India and Black America

India and Black America have often been on intersecting paths, paths that have largely been ignored in the national discourses of both countries.

Example: the influence of a former Inner Temple lawyer from Gujarat upon the life and thinking of a young Black minister from Atlanta, Georgia. I’ve been gripped by that story since 2006, and the resulting book will be out later this year.

But Black and Desi people share history along many dimensions, as this India Currents article demonstrates. Snippet:

…a young Black man sat down inside the British Embassy in Washington, DC, and refused to move. African American pacifist Bayard Rustin became director of the Free India Committee in 1945, working to end British rule in India.
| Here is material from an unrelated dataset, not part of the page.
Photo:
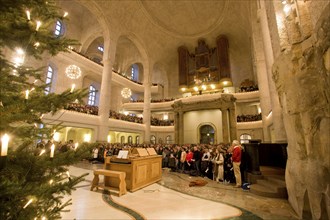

But it wasn’t enough to just talk, so Rustin began leading sit-in protests at the British Embassy, repeatedly getting arrested as he worked to help free India, two decades before he went on to organize the 1963 March on Washington, site of Martin Luther King, Jr’s “I have a dream” speech.

The history of Indians in the US and Canada has been all about navigating the complexities of racialization.

And of course, there’s Kamala Harris, personifying an identity that went under the radar until now. Today, the Blindian Project celebrates Black and South Asian relationships.

All of which seems appropriate to think about, the day after Martin Luther King Jr. Day, in this still-new year.